Here I can breathe. This is the one place I truly feel free, where I've always felt free. This is my almaarii, and it may change in form and space, but it is open for all who need it, and in its tender embrace even you can feel whole again.


Varsha Panikar,

Pansexual, Gender Fluid


There’s an ancient sort of darkness that can be witnessed when you wake up when you aren’t supposed to. Within its benevolence resides a cooing wind that brushes against your wings. Within that, a sunset horizon stuck between wake and slumber where the body and mind are separate entities. They murmur to each other like broken & old friends from childhood that contemplates sex. Execution, though, is an entirely different continent. Instead, there exists the sensation of a cold blade that yields you. So when you open your eyes, it feels like they’re still closed and slowly seeps in an unpleasant awareness that you’ll never be as happy as you are in your memory.

First published in the zine - The Dreamer Issue by Local Colour Zine



What if you want to leave?

Fade to black in fantasy.

Don’t want to be found.

Don’t want to be seen.

Simply cut off from reality.


You take a leap!

Into the recesses of your mind,

You leap.

Not knowing whether you will land

Or if you will live.

Just a deep voice inside you,

Saying, “Don’t think, just leap”.


So driven by this urge

I dig my bare feet into the ground,

Raise my arms to the black sky,

Close my eyes so I can see,

Take one last breath,

And leap.


With my heart weighing me down

Like a sinking ship,

I leap.

And just as I do

I feel my spine tingle,

My legs go numb,

And I can hear my soul quiver.


It feels like I am nearing the end

So in a desperate attempt

I struggle and look up,

Hoping to see the moon one last time,

And I do.

In that pitch black,

I can see only the moon.

We lock eyes just for a moment,

A moment that feels like a lifetime,

And that is when it hits me,

The wind!


It captures me,

And raises me;

Higher than higher can be,

And slowly I begin to float.

Slowly I begin to dance.

Slowly I begin to soar,

And slowly I feel it cleansing my soul.


I feel the weariness wash out of me

Like a wave of soothing tranquillity.

The sound of it’s crashing waves

Echo through infinity.


I can see the stars again!

Each one luminous with the spark of a memory

Burning bright

With infinite shades of passion and peace.


I rise from the shimmering stars

And find myself standing before my soul

In all its breathtaking splendour.

An infinite spectrum of colours

Dancing behind.

A wondrous beauty

Beyond description.


I know at this moment

My mind will never be the same again.

I can’t possibly continue existence

Within reality the same way.

Not after conceiving this abstract concept

Of my soul.


And just then

The restrictive echo of reality returned

With the dull and numbing visage

And it’s cold concrete eyes

Steal colours from my mind.

A shriek!

A sudden blinding flash!


I am back in the fucking grind!


 

I started writing ‘Dream Diary’ when I was about 16. For as long as I can remember, I’ve suffered from insomnia, but whenever I did manage to get some sleep, I almost always had really vivid and lucid dreams.

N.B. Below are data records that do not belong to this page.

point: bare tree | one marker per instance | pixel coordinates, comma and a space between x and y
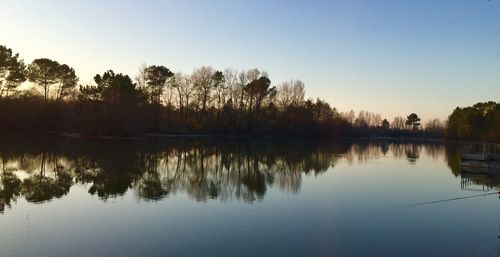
202, 80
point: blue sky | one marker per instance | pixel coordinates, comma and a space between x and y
389, 57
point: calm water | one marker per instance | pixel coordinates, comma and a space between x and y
62, 197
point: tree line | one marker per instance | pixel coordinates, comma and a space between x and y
158, 100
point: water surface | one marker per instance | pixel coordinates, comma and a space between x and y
65, 197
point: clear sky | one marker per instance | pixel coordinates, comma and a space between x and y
386, 56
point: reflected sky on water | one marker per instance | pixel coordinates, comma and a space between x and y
234, 197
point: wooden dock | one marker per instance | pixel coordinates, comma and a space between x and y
481, 156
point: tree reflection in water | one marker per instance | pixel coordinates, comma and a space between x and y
40, 169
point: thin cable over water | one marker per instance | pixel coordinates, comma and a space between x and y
447, 200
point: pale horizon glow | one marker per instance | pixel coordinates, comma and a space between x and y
388, 57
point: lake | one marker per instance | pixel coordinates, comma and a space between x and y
242, 197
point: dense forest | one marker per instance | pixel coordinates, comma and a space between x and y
45, 96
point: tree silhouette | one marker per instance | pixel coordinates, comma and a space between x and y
44, 72
413, 121
12, 70
156, 78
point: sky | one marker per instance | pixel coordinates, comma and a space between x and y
385, 56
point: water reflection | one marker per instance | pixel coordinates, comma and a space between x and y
41, 169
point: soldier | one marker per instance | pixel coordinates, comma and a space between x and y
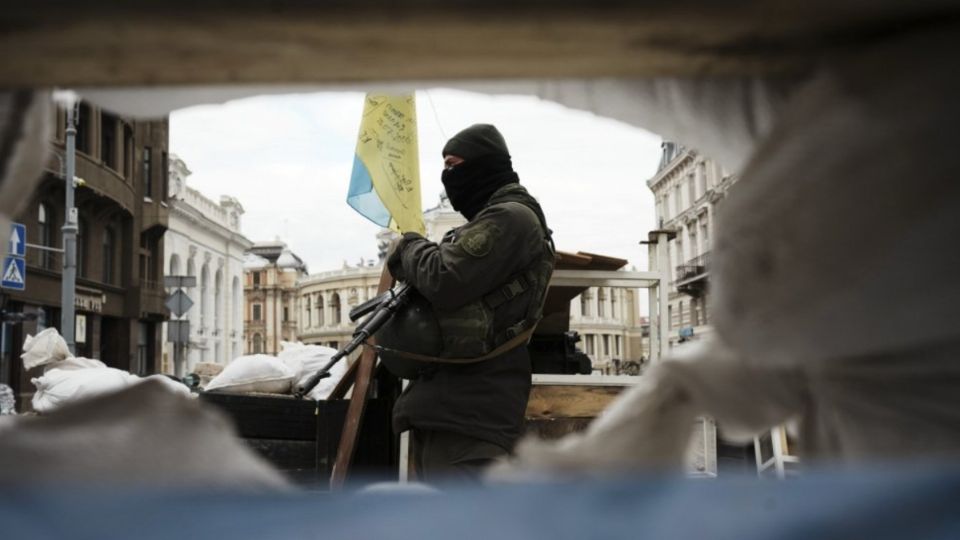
485, 283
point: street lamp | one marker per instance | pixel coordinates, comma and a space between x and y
69, 280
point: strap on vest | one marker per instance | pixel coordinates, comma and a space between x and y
516, 341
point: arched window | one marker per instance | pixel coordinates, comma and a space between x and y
174, 265
335, 308
217, 301
108, 249
204, 288
44, 220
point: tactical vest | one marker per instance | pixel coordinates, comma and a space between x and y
491, 325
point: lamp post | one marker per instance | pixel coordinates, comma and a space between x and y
69, 283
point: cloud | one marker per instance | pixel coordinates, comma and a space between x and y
288, 160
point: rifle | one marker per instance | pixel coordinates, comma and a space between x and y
383, 307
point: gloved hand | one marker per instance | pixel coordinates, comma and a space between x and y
395, 255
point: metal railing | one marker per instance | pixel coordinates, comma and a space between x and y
694, 268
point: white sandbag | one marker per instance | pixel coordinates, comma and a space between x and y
44, 348
59, 387
306, 360
254, 373
143, 437
74, 362
170, 384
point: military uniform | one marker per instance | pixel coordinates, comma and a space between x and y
486, 282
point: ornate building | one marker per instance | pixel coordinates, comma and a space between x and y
271, 275
204, 241
326, 298
612, 333
122, 210
687, 187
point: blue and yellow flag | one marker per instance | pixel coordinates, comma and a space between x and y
385, 184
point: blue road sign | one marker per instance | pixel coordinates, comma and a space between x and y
17, 245
14, 274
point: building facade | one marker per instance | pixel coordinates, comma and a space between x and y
204, 241
612, 333
326, 298
271, 274
120, 196
687, 188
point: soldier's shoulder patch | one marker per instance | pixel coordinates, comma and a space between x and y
478, 240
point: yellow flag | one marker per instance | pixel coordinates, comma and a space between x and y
385, 184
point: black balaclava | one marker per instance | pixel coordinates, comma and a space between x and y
486, 168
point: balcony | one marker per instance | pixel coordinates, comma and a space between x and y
692, 276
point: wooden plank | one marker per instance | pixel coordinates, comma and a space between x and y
268, 417
176, 42
361, 389
560, 401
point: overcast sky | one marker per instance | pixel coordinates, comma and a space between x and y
288, 160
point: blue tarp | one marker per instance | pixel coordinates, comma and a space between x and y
919, 502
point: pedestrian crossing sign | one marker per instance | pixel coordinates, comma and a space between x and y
14, 274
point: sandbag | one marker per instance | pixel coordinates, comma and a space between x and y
74, 362
46, 347
255, 373
170, 384
143, 437
305, 360
59, 387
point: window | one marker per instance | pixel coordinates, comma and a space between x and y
44, 231
83, 128
702, 174
127, 152
107, 251
335, 308
108, 140
164, 176
81, 248
147, 172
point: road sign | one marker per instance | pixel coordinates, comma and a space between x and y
178, 331
17, 246
179, 303
14, 274
179, 282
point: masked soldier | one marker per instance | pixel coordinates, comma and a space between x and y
484, 284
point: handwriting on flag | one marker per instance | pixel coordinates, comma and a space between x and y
389, 163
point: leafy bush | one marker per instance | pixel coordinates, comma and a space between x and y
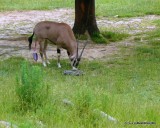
30, 86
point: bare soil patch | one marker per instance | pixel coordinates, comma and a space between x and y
15, 25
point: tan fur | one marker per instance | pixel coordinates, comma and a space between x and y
59, 34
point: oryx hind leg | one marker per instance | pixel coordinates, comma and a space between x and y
45, 55
58, 57
41, 51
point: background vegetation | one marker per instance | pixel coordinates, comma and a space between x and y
122, 8
126, 86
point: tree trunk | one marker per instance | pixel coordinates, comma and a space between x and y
85, 17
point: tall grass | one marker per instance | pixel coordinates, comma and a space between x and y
31, 88
127, 8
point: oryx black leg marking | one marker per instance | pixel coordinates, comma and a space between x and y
58, 54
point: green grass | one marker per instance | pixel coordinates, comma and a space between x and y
122, 8
127, 8
126, 88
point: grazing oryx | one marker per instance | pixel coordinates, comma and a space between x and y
59, 34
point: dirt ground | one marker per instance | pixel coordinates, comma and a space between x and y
15, 25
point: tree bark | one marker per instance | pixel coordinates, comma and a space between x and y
85, 17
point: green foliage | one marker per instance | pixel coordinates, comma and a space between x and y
127, 8
122, 8
30, 86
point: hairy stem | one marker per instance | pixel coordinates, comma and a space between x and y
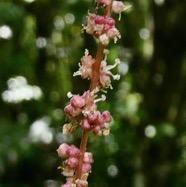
94, 83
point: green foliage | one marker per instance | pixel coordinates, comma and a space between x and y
147, 145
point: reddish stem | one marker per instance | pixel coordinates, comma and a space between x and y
94, 83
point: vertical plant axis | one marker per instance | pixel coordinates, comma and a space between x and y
82, 109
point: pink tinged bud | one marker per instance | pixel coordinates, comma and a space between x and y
118, 7
86, 168
113, 32
92, 117
85, 124
62, 150
104, 39
110, 21
88, 158
73, 151
68, 128
99, 20
97, 130
105, 80
71, 162
81, 183
107, 27
68, 172
68, 110
106, 116
77, 101
67, 185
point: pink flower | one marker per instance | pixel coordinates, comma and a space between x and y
88, 158
62, 150
73, 151
86, 168
72, 162
85, 124
77, 101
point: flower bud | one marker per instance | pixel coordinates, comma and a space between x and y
62, 150
71, 162
77, 101
88, 158
85, 124
73, 151
106, 116
86, 168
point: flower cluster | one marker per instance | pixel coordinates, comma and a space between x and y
72, 153
103, 28
84, 108
85, 69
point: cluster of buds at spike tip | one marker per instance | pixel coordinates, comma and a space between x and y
83, 108
103, 28
71, 154
86, 65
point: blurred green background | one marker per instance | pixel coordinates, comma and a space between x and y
41, 44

Some were fantastical, some were surreal, some were recurring, and some were downright morbid and terrifying, but they were always fascinating. So one day, I started jotting them down, for the fear I might forget them, even though some would be best forgotten. Last year, more than a decade later, I decided to compile them all in this series - of poems, proses and stories, drawn from the memories of these fascinating and mysterious dreams that have haunted me, inspired me, comforted me and always left me intrigued, obsessed and compelled to further explore the strange and bizarre world of dreams.